Il fut envoyé à la Nouvelle-Calédonie et put utiliser ses aptitudes de comptable à Nouméa. Il eut l’esprit de n’y pas rester trop longtemps ; aidé par un Allemand auquel il avait inspiré de l’intérêt, il prépara un projet d’évasion très hardi, qu’il sut faire réussir. Moyennant une somme de dix mille francs payables à Melbourne, un capitaine de vaisseau américain mit le vaisseau qu’il commandait à la disposition de Jourde et de ses amis, qui en profitèrent. Dans la nuit du 20 mars 1874, Jourde, Ballière, Bastien-Granthille, partis en canot de Nouméa, furent rejoints par Henri Rochefort, Olivier Pain et Paschal Grousset, qui venaient de la presqu’île Ducos[2]. Les six évadés purent gagner le navire et ne tardèrent pas à rentrer en Europe. Cela fit grand bruit dans le temps, et le ministère de la marine ne fut point satisfait. A son arrivée en Suisse, Jourde éprouva une cruelle déconvenue. Il pouvait croire qu’en qualité de ministre des finances de la commune il avait droit à quelque reconnaissance de la part des insurgés impénitens. Au milieu d’une ville en désarroi et de l’administration la plus fabuleusement incohérente qui fut jamais, n’était-ce pas lui dont les efforts avaient réussi à nourrir une armée sans cohésion, une population sans ressource, un gouvernement où le grotesque se mêlait si bien à l’odieux que

  1. Art. 258. Quiconque, sans titre, se sera immiscé dans des fonctions publiques, civiles ou militaires, ou aura fait les actes d’une de ces fonctions, sera puni d’un emprisonnement de deux à cinq ans, sans préjudice de la peine de faux, si l’acte porte le caractère de ce crime.

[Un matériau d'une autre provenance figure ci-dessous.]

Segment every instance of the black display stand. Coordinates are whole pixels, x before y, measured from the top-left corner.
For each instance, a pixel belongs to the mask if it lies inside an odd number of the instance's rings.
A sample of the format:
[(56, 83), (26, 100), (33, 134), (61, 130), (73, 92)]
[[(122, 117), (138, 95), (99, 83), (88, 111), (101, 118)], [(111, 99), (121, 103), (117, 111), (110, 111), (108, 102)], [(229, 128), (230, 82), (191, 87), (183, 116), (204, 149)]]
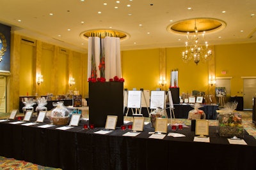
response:
[(174, 104), (180, 103), (180, 89), (179, 88), (169, 88), (172, 93), (172, 101)]
[(105, 127), (108, 115), (118, 116), (116, 126), (124, 124), (124, 83), (89, 82), (89, 121)]

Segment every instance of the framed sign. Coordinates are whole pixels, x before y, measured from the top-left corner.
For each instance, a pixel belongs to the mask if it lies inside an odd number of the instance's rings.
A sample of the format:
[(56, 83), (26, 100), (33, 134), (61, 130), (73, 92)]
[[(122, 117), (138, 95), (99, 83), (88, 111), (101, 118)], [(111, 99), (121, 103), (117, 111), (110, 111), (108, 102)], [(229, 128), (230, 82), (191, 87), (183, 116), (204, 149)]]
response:
[(196, 97), (196, 103), (203, 103), (203, 97), (202, 96), (202, 97), (200, 97), (200, 96)]
[(188, 98), (188, 102), (189, 103), (196, 103), (196, 97), (189, 97)]
[(129, 90), (127, 108), (140, 108), (141, 106), (141, 90)]
[(168, 118), (157, 118), (156, 122), (155, 132), (167, 133)]
[(17, 110), (13, 110), (13, 111), (12, 111), (9, 119), (15, 119), (17, 113), (18, 113)]
[(165, 91), (151, 91), (150, 109), (161, 108), (164, 109), (165, 104)]
[(30, 121), (33, 115), (33, 110), (27, 110), (25, 113), (25, 116), (23, 118), (23, 121)]
[(110, 116), (108, 115), (107, 121), (106, 122), (105, 129), (116, 129), (117, 116)]
[(196, 135), (200, 137), (209, 136), (209, 122), (208, 120), (196, 120)]
[(70, 122), (69, 123), (70, 126), (77, 126), (79, 122), (81, 114), (73, 113), (71, 117)]
[(134, 117), (132, 130), (133, 131), (143, 131), (144, 121), (145, 117)]
[(44, 118), (46, 115), (46, 111), (40, 110), (38, 116), (37, 117), (36, 122), (44, 122)]

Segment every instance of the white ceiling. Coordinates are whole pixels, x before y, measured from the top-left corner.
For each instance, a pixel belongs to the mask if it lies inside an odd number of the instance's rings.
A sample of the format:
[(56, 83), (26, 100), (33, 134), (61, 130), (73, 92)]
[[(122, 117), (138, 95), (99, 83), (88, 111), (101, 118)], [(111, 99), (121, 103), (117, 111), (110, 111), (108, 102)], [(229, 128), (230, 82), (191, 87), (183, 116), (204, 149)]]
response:
[(17, 34), (82, 52), (88, 42), (81, 32), (109, 27), (129, 35), (121, 41), (122, 50), (182, 46), (185, 36), (169, 32), (168, 26), (202, 17), (227, 24), (206, 35), (209, 45), (256, 42), (256, 0), (119, 1), (0, 0), (0, 23)]

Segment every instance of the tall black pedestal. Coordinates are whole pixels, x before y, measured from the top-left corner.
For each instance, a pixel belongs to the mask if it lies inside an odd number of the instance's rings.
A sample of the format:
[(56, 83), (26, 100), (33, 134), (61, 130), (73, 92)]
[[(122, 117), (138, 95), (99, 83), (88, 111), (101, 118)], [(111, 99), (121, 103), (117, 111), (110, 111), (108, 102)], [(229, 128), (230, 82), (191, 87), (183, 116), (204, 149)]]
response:
[(108, 115), (116, 115), (116, 126), (124, 124), (124, 83), (89, 83), (89, 121), (105, 127)]
[(172, 93), (172, 101), (174, 104), (180, 103), (180, 89), (179, 88), (170, 88)]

  2. Achille Ballière, capitaine d’état-major au bataillon des barricadiers, commandes parle père Gaillard ; Charles, François-Bastien, dit Bastien Granthille, cher du 259e bataillon insurgé ; Paschal Grousset, membre de la commune, délégué aux relations extérieures ; Olivier Pain, chef du cabinet de Paschal Grousset ; Jourde et Rochefort sont connus.